8 Responses leave one →
  1. Robert Green permalink
    April 10, 2016

    Over the Easter weekend, I myself along with my partner did exactly this walk, we also took lots and lots of photos of all the same buildings. I have walked this area at least once or twice a week for over 50 years since I was a young boy and, although many of these historic buildings are still being used in some way, I can remember the days when this area was a hive of manufacturing employing literally tens of thousands of people. Now with the demolition of many existing buildings already underway as part of the grand ‘regeneration’ ? scheme, it is now set to become the location for tens of thousands of ‘luxury’ ? ? flats – ‘regeneration’ ? ? Stretching slightly further off this route is the new Olympic Park that is laid out across the area where Carpenters Rd and Waterden Rd used to be, areas that provided thousands upon thousands of jobs for local people now gone and replaced with thousands upon thousands upon thousands of blades of GRASS. Yes it all looks much cleaner now, indeed almost clinically clean in fact but ‘regeneration’ ? ? I suppose the only thing I have to admit is that I suppose it will at least provide a pleasant backdrop for the people who are going to inhabit the soon to be built ‘ticky tacky little boxes’ (or to give them their official status ‘luxury flats’) that will be built on what’s left of Fish Island so they can spend their days looking out of their little boxes across the sterile wasteland laid out before them while they ponder what to do with the rest of their lives. Still at least the authorities are ‘regenerating’ ? ? this area of one-time mass employment and making it look nicer, HOW MARVELLOUS.
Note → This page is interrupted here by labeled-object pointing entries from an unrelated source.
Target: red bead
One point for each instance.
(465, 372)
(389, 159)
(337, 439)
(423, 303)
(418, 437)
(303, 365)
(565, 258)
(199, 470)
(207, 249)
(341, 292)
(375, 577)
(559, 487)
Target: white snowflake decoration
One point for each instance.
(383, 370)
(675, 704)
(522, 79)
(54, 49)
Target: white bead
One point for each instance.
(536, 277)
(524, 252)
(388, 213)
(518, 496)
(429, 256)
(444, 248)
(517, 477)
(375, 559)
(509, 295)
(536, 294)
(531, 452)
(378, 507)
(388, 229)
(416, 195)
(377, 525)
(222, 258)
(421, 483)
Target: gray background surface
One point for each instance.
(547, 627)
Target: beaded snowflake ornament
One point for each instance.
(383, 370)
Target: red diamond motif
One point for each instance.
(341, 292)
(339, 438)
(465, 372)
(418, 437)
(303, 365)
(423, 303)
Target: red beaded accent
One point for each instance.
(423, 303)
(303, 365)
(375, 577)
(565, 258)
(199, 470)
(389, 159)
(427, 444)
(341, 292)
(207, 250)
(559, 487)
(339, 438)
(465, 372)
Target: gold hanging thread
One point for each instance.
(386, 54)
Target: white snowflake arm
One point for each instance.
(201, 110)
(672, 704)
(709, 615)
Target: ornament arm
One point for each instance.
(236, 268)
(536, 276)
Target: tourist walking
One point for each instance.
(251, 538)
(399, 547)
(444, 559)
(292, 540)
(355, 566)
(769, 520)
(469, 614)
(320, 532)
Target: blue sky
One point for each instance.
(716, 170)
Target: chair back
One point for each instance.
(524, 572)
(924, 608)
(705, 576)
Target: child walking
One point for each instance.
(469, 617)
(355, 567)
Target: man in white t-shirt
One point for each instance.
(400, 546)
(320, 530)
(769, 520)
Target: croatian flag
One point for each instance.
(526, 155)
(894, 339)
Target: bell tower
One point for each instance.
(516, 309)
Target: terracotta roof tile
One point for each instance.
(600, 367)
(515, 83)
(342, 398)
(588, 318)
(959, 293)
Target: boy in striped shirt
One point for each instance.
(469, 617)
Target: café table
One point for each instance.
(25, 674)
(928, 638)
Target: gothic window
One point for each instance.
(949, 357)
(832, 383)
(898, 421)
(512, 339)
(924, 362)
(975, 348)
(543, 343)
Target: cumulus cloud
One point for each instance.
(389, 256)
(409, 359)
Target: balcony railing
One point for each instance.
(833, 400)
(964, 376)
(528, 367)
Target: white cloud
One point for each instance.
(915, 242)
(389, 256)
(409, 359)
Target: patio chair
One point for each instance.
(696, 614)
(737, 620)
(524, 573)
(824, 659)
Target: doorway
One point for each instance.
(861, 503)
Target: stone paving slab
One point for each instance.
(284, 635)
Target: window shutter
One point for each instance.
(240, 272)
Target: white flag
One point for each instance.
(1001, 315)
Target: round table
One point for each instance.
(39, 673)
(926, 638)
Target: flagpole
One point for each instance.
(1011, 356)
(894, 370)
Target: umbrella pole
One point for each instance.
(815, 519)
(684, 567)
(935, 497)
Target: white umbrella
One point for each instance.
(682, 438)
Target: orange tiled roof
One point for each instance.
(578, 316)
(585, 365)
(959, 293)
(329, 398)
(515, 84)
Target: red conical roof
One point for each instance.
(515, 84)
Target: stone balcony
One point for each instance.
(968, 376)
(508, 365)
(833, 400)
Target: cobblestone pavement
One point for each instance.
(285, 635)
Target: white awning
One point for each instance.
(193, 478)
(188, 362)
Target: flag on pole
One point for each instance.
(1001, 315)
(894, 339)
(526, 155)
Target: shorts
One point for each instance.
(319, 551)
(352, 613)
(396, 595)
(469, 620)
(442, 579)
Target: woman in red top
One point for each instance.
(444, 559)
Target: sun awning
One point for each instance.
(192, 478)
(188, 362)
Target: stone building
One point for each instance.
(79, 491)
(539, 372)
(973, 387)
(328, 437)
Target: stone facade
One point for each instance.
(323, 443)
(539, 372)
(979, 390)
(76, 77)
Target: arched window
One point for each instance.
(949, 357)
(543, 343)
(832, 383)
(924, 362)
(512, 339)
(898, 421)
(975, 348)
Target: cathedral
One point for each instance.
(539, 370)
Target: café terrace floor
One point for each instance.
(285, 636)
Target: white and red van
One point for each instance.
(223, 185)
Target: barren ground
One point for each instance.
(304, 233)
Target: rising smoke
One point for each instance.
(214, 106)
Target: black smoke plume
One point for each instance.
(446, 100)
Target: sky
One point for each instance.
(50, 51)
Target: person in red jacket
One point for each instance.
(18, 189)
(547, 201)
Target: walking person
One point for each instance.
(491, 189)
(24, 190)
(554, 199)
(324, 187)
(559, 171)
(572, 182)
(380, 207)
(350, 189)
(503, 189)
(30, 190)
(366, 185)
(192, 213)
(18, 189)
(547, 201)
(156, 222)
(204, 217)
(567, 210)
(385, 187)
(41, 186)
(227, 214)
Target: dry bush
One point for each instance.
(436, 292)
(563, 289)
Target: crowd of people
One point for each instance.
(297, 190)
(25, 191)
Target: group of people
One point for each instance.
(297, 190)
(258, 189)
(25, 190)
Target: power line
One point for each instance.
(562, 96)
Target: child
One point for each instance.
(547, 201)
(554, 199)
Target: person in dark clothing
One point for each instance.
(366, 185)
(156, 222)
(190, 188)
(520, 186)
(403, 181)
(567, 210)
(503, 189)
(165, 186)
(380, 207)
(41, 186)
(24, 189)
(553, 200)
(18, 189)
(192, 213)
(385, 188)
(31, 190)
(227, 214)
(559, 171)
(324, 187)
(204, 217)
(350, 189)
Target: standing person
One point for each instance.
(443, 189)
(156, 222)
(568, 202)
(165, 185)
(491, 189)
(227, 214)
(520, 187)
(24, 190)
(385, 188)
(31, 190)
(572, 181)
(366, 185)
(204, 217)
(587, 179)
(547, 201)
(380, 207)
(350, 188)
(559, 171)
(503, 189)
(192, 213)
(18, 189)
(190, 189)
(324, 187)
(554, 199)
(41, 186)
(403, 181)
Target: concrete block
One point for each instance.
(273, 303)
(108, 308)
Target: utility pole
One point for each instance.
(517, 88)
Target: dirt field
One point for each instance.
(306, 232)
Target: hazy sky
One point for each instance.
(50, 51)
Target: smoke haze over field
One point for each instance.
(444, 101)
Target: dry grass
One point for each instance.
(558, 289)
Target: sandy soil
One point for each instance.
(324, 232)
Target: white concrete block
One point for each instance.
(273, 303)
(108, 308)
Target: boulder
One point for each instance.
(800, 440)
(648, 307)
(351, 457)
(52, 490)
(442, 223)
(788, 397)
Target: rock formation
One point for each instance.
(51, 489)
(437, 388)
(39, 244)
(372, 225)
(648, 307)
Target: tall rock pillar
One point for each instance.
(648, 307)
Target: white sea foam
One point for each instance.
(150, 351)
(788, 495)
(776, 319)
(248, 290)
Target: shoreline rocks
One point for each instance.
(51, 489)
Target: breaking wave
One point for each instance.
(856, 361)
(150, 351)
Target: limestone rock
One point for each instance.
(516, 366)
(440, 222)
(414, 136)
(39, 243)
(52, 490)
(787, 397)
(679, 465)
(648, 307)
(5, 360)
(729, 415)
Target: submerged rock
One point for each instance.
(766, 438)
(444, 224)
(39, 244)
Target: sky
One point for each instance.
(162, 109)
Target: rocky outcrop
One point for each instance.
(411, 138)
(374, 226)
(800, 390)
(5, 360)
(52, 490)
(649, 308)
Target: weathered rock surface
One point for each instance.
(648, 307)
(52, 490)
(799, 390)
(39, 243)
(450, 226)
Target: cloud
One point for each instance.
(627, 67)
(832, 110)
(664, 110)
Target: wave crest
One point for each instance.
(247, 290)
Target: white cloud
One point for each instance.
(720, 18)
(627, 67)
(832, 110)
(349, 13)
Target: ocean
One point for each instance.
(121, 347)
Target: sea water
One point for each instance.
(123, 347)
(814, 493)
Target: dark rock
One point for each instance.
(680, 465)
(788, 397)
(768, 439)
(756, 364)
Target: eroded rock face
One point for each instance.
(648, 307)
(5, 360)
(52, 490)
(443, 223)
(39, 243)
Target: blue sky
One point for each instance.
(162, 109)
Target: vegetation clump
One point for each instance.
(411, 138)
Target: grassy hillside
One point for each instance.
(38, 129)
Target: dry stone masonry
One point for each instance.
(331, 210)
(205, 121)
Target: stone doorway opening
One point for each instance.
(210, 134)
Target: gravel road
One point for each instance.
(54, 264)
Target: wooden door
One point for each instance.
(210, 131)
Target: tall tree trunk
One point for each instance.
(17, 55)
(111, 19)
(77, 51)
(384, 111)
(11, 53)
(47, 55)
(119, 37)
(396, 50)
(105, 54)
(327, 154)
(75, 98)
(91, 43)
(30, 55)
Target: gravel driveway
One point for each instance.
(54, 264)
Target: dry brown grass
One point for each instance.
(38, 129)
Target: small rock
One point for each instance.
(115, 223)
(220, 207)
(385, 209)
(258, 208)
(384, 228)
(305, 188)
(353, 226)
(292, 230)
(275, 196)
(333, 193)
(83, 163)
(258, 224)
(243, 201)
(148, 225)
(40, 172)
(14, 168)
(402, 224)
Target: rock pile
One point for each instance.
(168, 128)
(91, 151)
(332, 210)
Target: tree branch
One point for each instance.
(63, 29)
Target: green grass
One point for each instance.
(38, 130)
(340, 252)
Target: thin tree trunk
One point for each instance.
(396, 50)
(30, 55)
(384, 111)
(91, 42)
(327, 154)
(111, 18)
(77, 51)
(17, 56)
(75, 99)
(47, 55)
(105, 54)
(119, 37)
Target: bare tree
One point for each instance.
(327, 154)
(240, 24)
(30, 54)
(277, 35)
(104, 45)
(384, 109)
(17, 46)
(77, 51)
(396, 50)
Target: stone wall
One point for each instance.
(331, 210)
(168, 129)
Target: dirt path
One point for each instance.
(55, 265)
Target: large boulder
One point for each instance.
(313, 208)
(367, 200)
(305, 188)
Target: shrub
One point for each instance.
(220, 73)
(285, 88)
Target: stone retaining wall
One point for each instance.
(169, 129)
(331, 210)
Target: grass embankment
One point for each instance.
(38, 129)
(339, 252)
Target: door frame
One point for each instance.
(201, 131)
  2. Doreen Fletcher permalink
    April 10, 2016

    So pleased to see Tom Ridge still going strong and fighting to preserve East End heritage. I first came across him on blustery hot August day in 1986. He was sifting through rubble near Limehouse Cut and in danger of serious sunburn! I and my partner fell into conversation with him and he was telling us all about his fight to create the Ragged School Museum, which he was successful with. A wonderful character and lovely person.

  3. April 10, 2016

    Signed the petition. I went to Hackney Wick once to listen to poetry under the A12 flyover, it was a magical experience. I love these atmospheric industrial neighbourhoods, they tell us something about our history and who we are, they give us something those bland commercial redevelopments never could. Good luck on the campaign.

  4. April 10, 2016

    Good luck to Tom Ridge, hope his petition will be successful. Valerie

  5. April 13, 2016

    For me Clarnico didn’t mean chocolate, but the best peppermint creams. White discs with a thick (pre-decimal) penny with a crisp sugar crust. First thing I looked for in my Christmas stocking! Thank you for highlighting the threat to these buildings

  6. April 14, 2016

    have signed.

    I wonder if you have come across the London Centre for Book Arts, set up by the lovely Simon Goode. Continuing the print tradition in Fish Island and keeping old presses maintained and put to good use…

  7. James permalink
    April 23, 2016

    @Capital Walker Old fashioned sweets are such a memory trigger. I too was plunged back into my childhood by the Clarnico name. There are more photographs of the Clarnico factory (and of their brass band and fire engine) here
    and here
    Sad that there are so few enterprises now with even a trace of the commitment to their local community that these paternalistic Victorian businesses had.

  8. Vanda Human permalink
    April 26, 2016

    Such beautiful old buildings that have been destroyed with graffitti. Why must people deface property that does not belong to them.